A Minnesota Department of Health survey found 19 percent of nurses in the state said last year they plan to leave the profession in five years.
Nurses are quitting and retiring early in large numbers following the covid pandemic which was the deadliest in the U.S. in terms of deaths. But the nurses, who faced death during the pandemic, are leaving now because of increased workloads caused by short staffing and extremely busy work hours.
Nurses argue this is having a disastrous effect on patients who face high costs for treatment, something they are struggling to afford and is believed to be the primary reason Americans do not get the health care they need.
Polls show the cost of treatment is having a burden on families and factor into decisions about insurance coverage and care seeking.
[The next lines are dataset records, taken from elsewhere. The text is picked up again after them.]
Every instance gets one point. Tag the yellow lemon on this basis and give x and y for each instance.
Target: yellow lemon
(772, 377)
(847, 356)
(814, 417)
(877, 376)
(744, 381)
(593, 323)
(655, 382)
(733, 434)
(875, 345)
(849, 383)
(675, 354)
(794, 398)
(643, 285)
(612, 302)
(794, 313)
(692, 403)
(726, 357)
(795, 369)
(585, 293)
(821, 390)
Health care costs also rank as a top financial worry.
About half of U.S. adults say they have difficulty affording health care costs while about four in ten U.S. adults say they have delayed or gone without medical care in the last year due to the price.
A substantial number of adults has reported difficulty paying for various aspects of health care.
The cost of health care has also been found to often prevent people from getting needed care or filling prescriptions. About a quarter of adults say they or their family members have not filled a prescription, cut pills in half, or skipped doses of medicine in the last year because of the cost, with larger shares of those in households with lower incomes, Black and Hispanic adults.
High health care costs disproportionately affect uninsured adults, Black and Hispanic adults, and those with lower incomes. A larger percentage of American adults in each of these groups report difficulty affording various types of care and delaying or forgoing medical care due to the cost.
Even those who are covered by health insurance are not immune to the burden of health care costs. About one-third of insured adults worry about affording their monthly health insurance premium, and 44 percent worry about affording their deductible before health insurance kicks in.
Healthcare debt is also a burden for a large number of Americans. About four in ten adults report having debt due to medical or dental bills including debts owed to credit cards, collections agencies, family and friends, banks, and other lenders to pay for their health care costs, with disproportionate shares of Black and Hispanic adults, women, parents, those with low incomes, and uninsured adults saying they have health care debt.
Affording gas and transportation costs is now a top worry for Americans followed by unexpected medical bills. While the worry over gasoline and transportation costs has risen markedly since 2020, significant numbers of adults still say they are worried about affording medical costs such as unexpected bills, deductibles, and long-term care services for themselves or a family member.
While the U.S. spends $4 trillion on healthcare each year, many Americans still lack access to good, affordable care which is one of the, if not the most expensive in the world and the suffering of the country's medical workers is set to make matters worse.